La apuesta era arriesgada; si conseguía mantener la iniciativa la victoria estaría cerca de sus manos, pero un descuido dejaría a su rival con clara ventaja para el final de la partida. Por eso, a partir de ese momento, Faustino jugó con pie de plomo y pensó meticulosamente cada una de sus siguientes jugadas.
Las decisiones fueron siempre las mejores pero el reloj comenzó a volverse en su mayor amenaza. Es que, al llegar al movimiento 22, le quedaban solo 30 minutos para realizar 18 jugadas (en control reglamentario establece que cada jugador debe realizar sus primeras 40 jugadas en 120 minutos), y la posición parecía estar a punto de estallar.
Pese a que el francés Maurizzi -el 5° mejor ajedrecista de ese país, y que a edad más temprana conquistó el título de gran maestro con 14 años- estaba más cómodo con el manejo del tiempo de sus jugadas, intentó poner en apuros a Fausti, agudizando la lucha de la partida; una vez más las amenazas parecían más fuertes que la ejecución.

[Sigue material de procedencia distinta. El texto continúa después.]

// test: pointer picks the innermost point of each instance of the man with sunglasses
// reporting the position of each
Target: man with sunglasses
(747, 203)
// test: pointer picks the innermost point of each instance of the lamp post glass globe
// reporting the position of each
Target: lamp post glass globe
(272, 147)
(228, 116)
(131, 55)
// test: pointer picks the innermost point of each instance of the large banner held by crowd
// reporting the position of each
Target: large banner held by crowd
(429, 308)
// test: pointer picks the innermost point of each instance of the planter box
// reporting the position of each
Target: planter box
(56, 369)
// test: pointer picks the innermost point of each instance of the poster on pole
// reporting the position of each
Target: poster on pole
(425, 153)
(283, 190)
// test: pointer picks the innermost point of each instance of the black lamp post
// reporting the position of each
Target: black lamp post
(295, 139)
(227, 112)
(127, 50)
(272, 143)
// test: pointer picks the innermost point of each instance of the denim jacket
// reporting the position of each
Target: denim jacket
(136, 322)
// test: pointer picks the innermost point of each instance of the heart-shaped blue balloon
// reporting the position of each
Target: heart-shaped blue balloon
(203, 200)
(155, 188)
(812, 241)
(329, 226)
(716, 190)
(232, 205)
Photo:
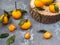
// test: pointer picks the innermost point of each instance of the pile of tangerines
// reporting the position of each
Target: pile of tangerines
(53, 7)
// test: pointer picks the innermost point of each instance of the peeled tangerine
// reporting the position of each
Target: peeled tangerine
(38, 3)
(47, 35)
(26, 25)
(27, 36)
(16, 14)
(12, 27)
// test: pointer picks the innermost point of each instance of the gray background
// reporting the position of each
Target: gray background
(36, 38)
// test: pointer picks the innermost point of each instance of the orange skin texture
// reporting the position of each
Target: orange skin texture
(46, 2)
(27, 35)
(38, 3)
(26, 25)
(51, 8)
(47, 35)
(5, 20)
(16, 14)
(11, 27)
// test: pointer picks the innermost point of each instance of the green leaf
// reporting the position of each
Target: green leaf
(11, 40)
(4, 35)
(56, 8)
(23, 11)
(5, 12)
(41, 9)
(42, 31)
(21, 21)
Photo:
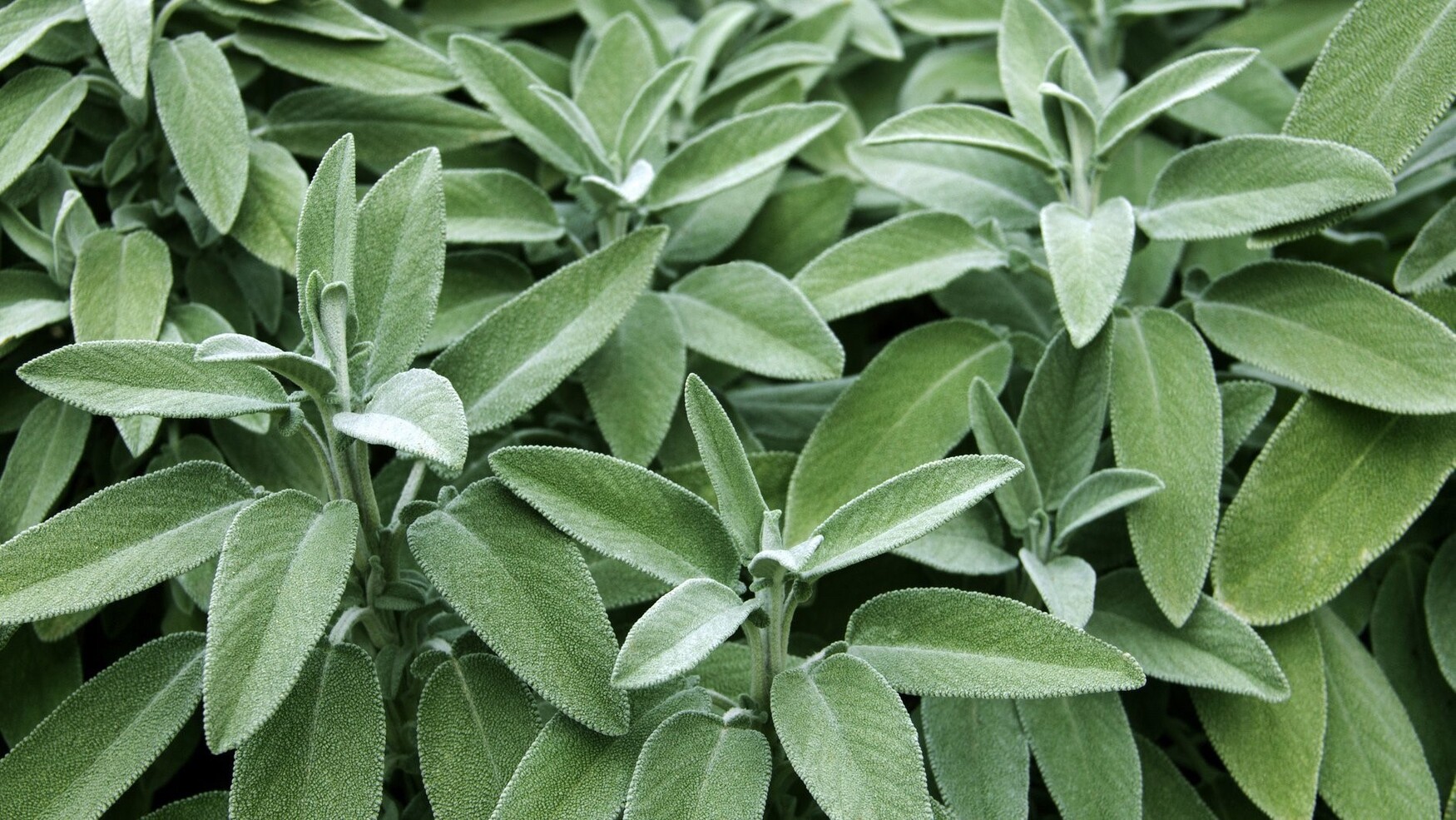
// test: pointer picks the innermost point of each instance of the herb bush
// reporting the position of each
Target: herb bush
(726, 410)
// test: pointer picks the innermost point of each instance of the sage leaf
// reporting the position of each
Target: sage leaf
(953, 643)
(850, 740)
(524, 589)
(91, 749)
(322, 755)
(283, 569)
(120, 540)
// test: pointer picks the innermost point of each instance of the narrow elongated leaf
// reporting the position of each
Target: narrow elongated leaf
(120, 540)
(961, 644)
(1335, 332)
(1273, 750)
(1331, 491)
(102, 738)
(1258, 181)
(696, 768)
(136, 378)
(324, 752)
(622, 510)
(530, 344)
(475, 724)
(283, 569)
(904, 256)
(1374, 765)
(417, 412)
(201, 112)
(850, 740)
(1087, 753)
(906, 408)
(1166, 421)
(524, 589)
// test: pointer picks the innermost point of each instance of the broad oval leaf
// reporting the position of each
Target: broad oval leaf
(524, 589)
(954, 643)
(1335, 332)
(1331, 491)
(322, 755)
(120, 540)
(285, 563)
(101, 738)
(850, 740)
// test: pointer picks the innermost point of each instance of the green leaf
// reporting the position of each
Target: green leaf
(530, 344)
(1087, 755)
(322, 755)
(281, 574)
(1166, 421)
(1273, 750)
(896, 260)
(417, 412)
(964, 126)
(679, 631)
(1258, 181)
(747, 315)
(137, 378)
(34, 107)
(475, 724)
(1331, 491)
(1168, 87)
(850, 740)
(124, 31)
(739, 151)
(1088, 258)
(906, 408)
(101, 738)
(1374, 763)
(735, 488)
(960, 644)
(524, 589)
(696, 768)
(622, 510)
(1335, 332)
(1063, 412)
(121, 286)
(120, 540)
(1382, 81)
(201, 112)
(978, 756)
(1211, 650)
(40, 464)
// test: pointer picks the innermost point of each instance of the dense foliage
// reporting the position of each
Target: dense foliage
(838, 410)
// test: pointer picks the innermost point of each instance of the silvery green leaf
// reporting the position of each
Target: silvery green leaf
(530, 344)
(906, 408)
(1258, 181)
(954, 643)
(1166, 421)
(324, 752)
(747, 315)
(848, 736)
(696, 768)
(477, 721)
(120, 540)
(679, 631)
(285, 563)
(91, 749)
(1335, 332)
(622, 510)
(1211, 650)
(1337, 482)
(896, 260)
(201, 112)
(524, 589)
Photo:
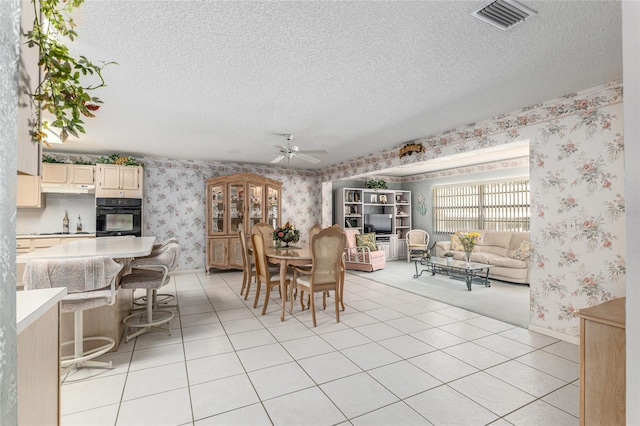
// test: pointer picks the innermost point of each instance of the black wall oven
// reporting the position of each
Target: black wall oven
(118, 216)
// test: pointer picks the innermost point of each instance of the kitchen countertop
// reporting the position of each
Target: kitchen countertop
(54, 235)
(31, 304)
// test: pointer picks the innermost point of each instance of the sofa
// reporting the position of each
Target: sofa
(362, 258)
(507, 251)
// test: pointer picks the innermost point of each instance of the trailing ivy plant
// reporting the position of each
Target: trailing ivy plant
(61, 92)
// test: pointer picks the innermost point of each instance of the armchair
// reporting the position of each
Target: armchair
(362, 258)
(417, 240)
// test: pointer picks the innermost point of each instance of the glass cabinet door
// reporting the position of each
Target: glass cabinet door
(255, 204)
(236, 206)
(217, 197)
(273, 206)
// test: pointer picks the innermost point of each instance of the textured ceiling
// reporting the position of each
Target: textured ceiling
(223, 80)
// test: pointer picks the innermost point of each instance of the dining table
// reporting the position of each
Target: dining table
(105, 320)
(285, 257)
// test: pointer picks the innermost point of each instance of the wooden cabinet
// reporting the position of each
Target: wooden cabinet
(29, 192)
(602, 364)
(73, 174)
(236, 201)
(114, 181)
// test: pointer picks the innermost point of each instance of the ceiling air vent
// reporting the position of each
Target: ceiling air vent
(504, 14)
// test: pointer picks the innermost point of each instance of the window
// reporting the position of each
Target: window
(496, 206)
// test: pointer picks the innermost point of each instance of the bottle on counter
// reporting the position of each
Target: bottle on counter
(65, 223)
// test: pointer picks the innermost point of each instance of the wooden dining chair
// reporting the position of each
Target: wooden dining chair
(248, 267)
(327, 248)
(263, 273)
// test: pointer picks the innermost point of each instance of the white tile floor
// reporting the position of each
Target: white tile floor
(394, 359)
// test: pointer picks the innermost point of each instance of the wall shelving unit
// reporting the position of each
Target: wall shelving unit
(351, 205)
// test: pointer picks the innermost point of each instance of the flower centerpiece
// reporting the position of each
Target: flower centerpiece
(468, 240)
(286, 234)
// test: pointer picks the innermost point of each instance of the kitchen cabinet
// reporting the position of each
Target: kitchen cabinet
(29, 192)
(113, 181)
(73, 174)
(602, 363)
(235, 201)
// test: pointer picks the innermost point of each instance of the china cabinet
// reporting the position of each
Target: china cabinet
(234, 201)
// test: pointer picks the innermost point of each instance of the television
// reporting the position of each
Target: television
(378, 223)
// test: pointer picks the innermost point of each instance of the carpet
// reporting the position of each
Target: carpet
(503, 301)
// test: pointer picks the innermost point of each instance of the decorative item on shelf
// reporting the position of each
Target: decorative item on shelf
(422, 206)
(376, 184)
(286, 234)
(410, 148)
(468, 240)
(119, 161)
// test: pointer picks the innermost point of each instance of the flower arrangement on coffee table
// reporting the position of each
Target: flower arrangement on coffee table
(286, 234)
(468, 241)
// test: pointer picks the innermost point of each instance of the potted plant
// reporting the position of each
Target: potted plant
(60, 92)
(376, 184)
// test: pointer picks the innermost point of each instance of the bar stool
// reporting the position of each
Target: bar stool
(161, 299)
(151, 276)
(90, 283)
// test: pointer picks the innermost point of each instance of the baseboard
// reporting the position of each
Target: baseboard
(567, 338)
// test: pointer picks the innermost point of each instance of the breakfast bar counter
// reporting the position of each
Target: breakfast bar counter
(37, 326)
(105, 320)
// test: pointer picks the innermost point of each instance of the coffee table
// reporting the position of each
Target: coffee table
(468, 271)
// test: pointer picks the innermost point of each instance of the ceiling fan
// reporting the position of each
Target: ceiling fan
(292, 151)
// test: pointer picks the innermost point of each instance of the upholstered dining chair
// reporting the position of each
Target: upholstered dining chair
(151, 275)
(315, 229)
(327, 248)
(265, 230)
(417, 241)
(90, 283)
(263, 273)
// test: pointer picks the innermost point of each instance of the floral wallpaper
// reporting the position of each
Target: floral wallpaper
(577, 185)
(576, 174)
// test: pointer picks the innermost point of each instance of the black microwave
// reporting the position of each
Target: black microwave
(118, 216)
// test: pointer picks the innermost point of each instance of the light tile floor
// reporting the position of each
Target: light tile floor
(394, 359)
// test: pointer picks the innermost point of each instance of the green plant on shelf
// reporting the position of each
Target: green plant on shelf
(376, 184)
(422, 206)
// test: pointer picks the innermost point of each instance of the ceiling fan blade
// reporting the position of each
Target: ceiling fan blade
(309, 159)
(313, 151)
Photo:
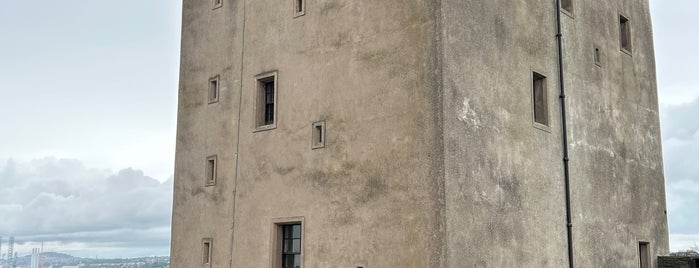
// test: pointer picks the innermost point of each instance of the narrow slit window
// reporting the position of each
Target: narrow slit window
(644, 254)
(213, 89)
(318, 135)
(269, 103)
(211, 170)
(291, 246)
(625, 33)
(206, 250)
(266, 108)
(567, 5)
(299, 8)
(540, 99)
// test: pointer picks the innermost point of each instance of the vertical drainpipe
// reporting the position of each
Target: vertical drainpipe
(237, 138)
(564, 129)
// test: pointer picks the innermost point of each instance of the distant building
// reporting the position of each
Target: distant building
(422, 133)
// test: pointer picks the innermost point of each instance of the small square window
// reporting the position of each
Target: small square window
(217, 4)
(540, 101)
(266, 103)
(211, 167)
(213, 89)
(207, 248)
(288, 243)
(318, 135)
(625, 34)
(567, 5)
(299, 8)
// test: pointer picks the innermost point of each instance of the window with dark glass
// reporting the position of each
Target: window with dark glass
(539, 97)
(291, 246)
(644, 255)
(269, 103)
(318, 135)
(213, 89)
(299, 8)
(210, 170)
(266, 103)
(206, 250)
(567, 5)
(625, 33)
(217, 4)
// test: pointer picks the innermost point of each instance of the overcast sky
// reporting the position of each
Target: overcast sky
(88, 95)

En ese terreno la lucha se volvió táctica, y de una buena o mala combinación de jugadas dependía el futuro del juego. Y allí falló el francés. Con dos errores consecutivos en las jugadas 25 y 26, su posición se volvió inferior y el niño quedó muy cerca de la victoria.
A Faustino le quedaban 20 minutos en su reloj para realizar 13 jugadas; el movimiento N°28 era decisivo, el avance de un peón le garantizaba la ganancia de una pieza del rival. Pero falló: movió el peón equivocado. Y, otra vez, la partida estaba igualada.